Why Merkel and Sarkozy are kidding themselves
COMMENTARY German Chancellor Angela Merkel and French President Nicolas Sarkozy are quickly turning into the Abbott & Costello of the political and economic world. The more they talk, the more confused we get.
The two were at it again Monday, vowing to revise the treaty governing the European Union in order to restore confidence in the euro. As the Associated Press summarizes some of the key ideas they're batting around this week ahead of a meeting of European leaders on Friday:
-- Punishing any government that allows its deficit to exceed 3 percent of GDP
-- Requiring countries by law to promise to balance their budgets
-- Never asking private investors to take losses
-- Making Europe's bailout fund permanent by the end of next year, rather than mid-2013
-- Holding monthly European summits until the crisis is over
Got that? The solution to Europe's debt crisis is to turn the screw on government spending, always save bondholders and start a rainy-day fund to prepare for the next deluge. Oh, I almost forgot -- and schedule more meetings. Investors reacted to Merkozy's show of resolve as you might expect for a plan that effectively delivers more of what Europe needs less of -- they shrugged.
Will tweaking the EU's governing Maastricht Treaty as Germany and France envision -- a process Merkel admits will take years -- put Europe on the road to recovery? Not likely. Financial markets dollop out their patience in hours, not years. More fundamentally, the remedies above are based on a fundamental misreading of Europe's core problems.
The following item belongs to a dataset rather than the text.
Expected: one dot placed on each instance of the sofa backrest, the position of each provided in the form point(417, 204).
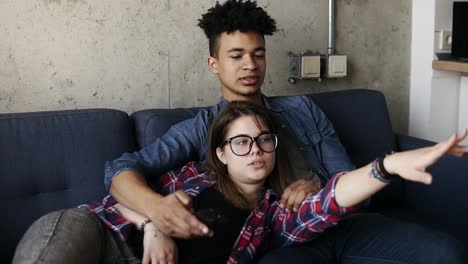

Despite Merkel's fixation on austerity, the central challenge facing the eurozone isn't to rein in Mediterranean nations with a taste for the high-life. After all, if runaway sovereign debt were the killer here, then why would financial contagion have spread this year to a country like Spain, which until the financial crisis was well within Maastricht's debt limits? Why would Ireland, which had a budget surplus and low government debt before the meltdown, have required a bailout? And why would Germany, with its fiscal discipline and bounteous trade surplus, recently have had to beg investors to buy its debt?
All of this suggests that the main culprit in Europe isn't government spending. Economists Dimitri Papadimitriou and L. Randall Wray note that the growth of private debt in the region (and in the U.S.) over last 40 years has dwarfed the increase in public debt.
Since public spending didn't trigger the crisis, austerity won't cure it, says economist Joseph Stiglitz:
Public-sector cutbacks today do not solve the problem of yesterday's profligacy; they simply push economies into deeper recessions. Europe's leaders know this. They know that growth is needed. But, rather than deal with today's problems and find a formula for growth, they prefer to deliver homilies about what some previous government should have done. This may be satisfying for the sermonizer, but it won't solve Europe's problems -- and it won't save the euro.
Yet while Sarkozy issues platitudes about restoring investor confidence, France forges ahead with plans for 26 billion euro in tax hikes and spending cuts. Meanwhile, the austerity push in Europe is already stalling growth, causing private-sector debt to rise while widening the fiscal imbalances between stronger and weaker economies that have destabilized the entire continent.